The last artist I want to speak on is Post Malone. The lovable looser. The court jester of Syracuse. It’s really hard to say something bad about Malone (barring a few bad tattoo placements). He seems like a generally nice guy and has a good team of press agents, managers and producers that all make his mild mannered music commercially viable, but live, that’s another story. It’s like watching your drunk, jailbird, uncle doing Karaoke at your backyard BBQ. His music works for radio but just doesn’t translate well live.

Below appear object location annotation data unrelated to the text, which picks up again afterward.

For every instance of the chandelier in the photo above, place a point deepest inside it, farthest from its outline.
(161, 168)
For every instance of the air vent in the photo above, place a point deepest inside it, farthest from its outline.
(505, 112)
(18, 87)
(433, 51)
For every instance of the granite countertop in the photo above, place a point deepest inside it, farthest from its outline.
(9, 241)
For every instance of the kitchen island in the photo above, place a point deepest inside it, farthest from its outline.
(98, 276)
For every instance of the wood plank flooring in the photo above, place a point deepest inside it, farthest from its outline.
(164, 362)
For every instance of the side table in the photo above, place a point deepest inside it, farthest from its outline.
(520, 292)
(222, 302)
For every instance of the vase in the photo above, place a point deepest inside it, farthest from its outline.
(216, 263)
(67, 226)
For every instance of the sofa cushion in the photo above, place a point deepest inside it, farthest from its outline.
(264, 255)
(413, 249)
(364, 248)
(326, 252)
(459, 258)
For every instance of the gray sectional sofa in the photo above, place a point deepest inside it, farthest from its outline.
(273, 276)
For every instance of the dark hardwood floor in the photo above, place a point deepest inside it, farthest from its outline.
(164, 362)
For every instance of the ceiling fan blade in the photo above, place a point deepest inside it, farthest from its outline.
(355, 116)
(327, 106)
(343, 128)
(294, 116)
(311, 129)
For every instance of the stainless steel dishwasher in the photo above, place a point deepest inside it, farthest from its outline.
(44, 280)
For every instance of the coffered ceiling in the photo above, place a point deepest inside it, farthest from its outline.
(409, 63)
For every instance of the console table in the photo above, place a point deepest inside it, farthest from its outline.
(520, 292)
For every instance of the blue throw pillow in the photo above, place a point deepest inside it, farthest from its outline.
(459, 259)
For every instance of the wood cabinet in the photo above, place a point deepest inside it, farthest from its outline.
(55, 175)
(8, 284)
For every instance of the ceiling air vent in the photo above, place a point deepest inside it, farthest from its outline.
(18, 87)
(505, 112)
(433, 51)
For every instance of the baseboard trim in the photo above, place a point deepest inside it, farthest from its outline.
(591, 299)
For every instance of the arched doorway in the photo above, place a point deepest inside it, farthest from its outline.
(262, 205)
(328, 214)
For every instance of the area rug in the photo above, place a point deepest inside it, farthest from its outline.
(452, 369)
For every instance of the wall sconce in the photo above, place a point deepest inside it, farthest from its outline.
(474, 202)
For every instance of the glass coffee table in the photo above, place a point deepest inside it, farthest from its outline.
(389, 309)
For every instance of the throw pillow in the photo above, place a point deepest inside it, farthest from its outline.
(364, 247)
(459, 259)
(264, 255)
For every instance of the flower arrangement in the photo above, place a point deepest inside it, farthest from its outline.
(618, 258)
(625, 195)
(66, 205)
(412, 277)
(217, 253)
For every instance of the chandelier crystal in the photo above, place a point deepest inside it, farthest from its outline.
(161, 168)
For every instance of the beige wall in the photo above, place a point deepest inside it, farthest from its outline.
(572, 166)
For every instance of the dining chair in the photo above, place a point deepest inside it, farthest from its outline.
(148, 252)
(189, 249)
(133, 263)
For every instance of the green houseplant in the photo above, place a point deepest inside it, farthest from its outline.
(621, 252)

Malone’s solo on stage, lackluster with not even a backing band (besides a guest rapper on a song) or DJ to help out. Just lots of lights, occasional flames and a giant open stage to roam. Malone doesn’t really do anything besides walk back and forth, hunched over, auto-tune singing and periodically sparks up cigarette and totes a red solo beer cup. A couple times even asking someone to, “Please refill his beer”. “Thank you sir” he said as I got one. I mean seriously, backyard karaoke. How anyone finds this entertaining is beyond me. Near the end, he did get an acoustic guitar for his hit, “Circles” but sadly, he smashes it at the end of the concert. I can’t imagine paying for this, but the massive crowd proves otherwise?
Over all, this years Lollapalooza was pretty lack luster. Pretty sad for a 30th anniversary, but, I have to keep in mind this was a fairly last minute put together event as originally, this wasn’t going to happen at all with the pandemic still in place. I would love to have seen at least one major act return from the original 1st festival though like Ice-T’s Body Count, (Milwaukee based) Violent Femmes, or the founders own band that started it all and original bad boy, Perry Farrell’s Jane’s Addiction. I’m sure they could have at least pulled that off.
So what’s this mean for next year’s Lolla? If the pandemic is over and we return to a fairly normal festival life, will they host a do-over? A 30th pt. 2? Will the big legacy names return? Only time will tell. In the meantime, let’s hope they keep some danger involved and their edge.